When Grey’s Anatomy premiered in 2005, the show was immediately recognized for its diverse casting, with almost half being people of colour. According to Rhimes, she didn’t specify the characters’ ethnicities when writing the shows pilot, giving her the opportunity to establish an open-casting process. This allowed her to choose the best person for each role, without any preconceptions.
The political drama, Scandal, was an instant hit when it premiered in 2012. Actress Kerry Washington plays the main character- the high-powered and deeply damaged Olivia Pope who runs her own crisis management firm, whilst having an illicit affair with the U.S. President. Kerry Washington absolutely killed it in this role and made history as the first Black female lead on an American prime-time network since 1974.

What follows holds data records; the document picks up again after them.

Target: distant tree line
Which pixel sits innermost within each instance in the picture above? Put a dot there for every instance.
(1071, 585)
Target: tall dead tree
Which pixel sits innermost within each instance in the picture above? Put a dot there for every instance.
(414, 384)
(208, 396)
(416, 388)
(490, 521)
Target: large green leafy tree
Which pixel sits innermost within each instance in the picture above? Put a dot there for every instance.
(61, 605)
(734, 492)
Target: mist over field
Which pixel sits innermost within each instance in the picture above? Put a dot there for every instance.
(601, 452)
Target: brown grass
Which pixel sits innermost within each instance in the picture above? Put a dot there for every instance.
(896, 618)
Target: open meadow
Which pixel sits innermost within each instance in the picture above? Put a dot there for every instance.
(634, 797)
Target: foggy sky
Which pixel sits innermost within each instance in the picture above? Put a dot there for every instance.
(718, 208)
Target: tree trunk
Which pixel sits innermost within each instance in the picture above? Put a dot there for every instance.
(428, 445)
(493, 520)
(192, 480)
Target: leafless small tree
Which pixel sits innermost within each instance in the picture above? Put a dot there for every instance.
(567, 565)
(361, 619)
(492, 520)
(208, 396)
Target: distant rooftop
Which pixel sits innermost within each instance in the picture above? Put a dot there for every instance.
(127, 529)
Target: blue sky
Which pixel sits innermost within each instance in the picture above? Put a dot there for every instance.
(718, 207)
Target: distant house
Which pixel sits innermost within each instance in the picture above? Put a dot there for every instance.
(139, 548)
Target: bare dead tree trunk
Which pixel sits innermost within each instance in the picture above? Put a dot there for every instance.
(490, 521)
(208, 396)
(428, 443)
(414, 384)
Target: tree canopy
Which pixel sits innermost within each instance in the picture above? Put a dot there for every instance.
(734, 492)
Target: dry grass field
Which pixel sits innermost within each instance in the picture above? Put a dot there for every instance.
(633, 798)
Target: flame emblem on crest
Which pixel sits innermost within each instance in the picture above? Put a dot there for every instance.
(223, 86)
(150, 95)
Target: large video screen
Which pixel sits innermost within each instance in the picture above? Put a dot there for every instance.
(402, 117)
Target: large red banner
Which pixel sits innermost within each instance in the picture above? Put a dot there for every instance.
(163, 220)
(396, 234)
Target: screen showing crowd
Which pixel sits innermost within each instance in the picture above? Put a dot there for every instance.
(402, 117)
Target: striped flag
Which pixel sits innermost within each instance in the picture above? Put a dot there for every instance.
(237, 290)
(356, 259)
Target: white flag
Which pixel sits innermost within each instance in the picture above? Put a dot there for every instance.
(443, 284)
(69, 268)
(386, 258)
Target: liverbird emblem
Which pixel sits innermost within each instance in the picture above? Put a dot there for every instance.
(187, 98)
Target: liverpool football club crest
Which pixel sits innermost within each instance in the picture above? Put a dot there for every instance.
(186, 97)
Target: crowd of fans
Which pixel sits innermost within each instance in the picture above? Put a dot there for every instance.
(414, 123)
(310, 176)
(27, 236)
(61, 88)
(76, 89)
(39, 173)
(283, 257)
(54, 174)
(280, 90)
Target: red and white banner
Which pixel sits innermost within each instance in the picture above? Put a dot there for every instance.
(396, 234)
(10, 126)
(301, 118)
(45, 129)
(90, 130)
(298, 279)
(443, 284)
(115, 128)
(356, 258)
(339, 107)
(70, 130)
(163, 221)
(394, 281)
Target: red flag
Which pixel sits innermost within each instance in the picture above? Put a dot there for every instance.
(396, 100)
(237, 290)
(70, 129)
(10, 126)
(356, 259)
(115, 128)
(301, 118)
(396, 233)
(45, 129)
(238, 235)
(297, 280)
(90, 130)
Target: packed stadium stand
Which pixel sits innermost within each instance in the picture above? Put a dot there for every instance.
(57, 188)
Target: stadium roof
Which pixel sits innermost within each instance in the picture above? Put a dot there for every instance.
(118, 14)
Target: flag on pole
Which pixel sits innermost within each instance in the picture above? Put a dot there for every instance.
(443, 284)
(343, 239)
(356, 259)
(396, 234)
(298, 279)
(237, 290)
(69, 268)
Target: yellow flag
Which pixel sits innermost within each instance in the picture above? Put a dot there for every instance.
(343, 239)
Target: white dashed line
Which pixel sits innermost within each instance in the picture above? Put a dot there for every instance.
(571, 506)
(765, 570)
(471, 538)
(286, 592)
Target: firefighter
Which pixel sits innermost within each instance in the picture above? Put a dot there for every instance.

The Netflix Original series is based on Julia Quinn’s bestselling novels of the same name – chronicling the Bridgerton siblings as they navigate British high society in the 1810s. The show follows Daphne Bridgerton (Phoebe Dynevor) in her journey to find a husband.
On the surface, the show is quite similar to other films and series of its kind. Where it really differs, is in its casting. Generally, when this era is depicted on screen, people of colour are left out entirely, or if they are shown, are often shown as slaves. With Bridgerton, Shondaland flipped the script, working to make race somewhat ‘irrelevant’. This depiction has been somewhat controversial, with some applauding the artistic choice, while others have criticized it.
Essentially, the Black characters in the show exist as equals, with only hints at a time when that wasn’t the case. In Season 1, Episode 4, Daphne’s fake suitor, “The Duke”, is reminded by his maternal figure, Lady Danbury, that there were once two separate societies, divided by colour. That was until the King fell in love with his Queen, a Black woman, and everything changed. Black society was elevated, and individuals were given status and titles in British society.
This version of the story allows us a view into an alternate reality – a different way that history could have played out with this pairing. This is where the line between fact and fiction blurs, with recent speculation that Queen Charlotte, the wife of George lll, may have actually been Black.
Overall, while controversial, this casting choice offered people of colour an opportunity to audition for roles that would normally be unavailable to them. By making this choice, Shonda Rhimes removed significant barriers that are usually in place for Black actors.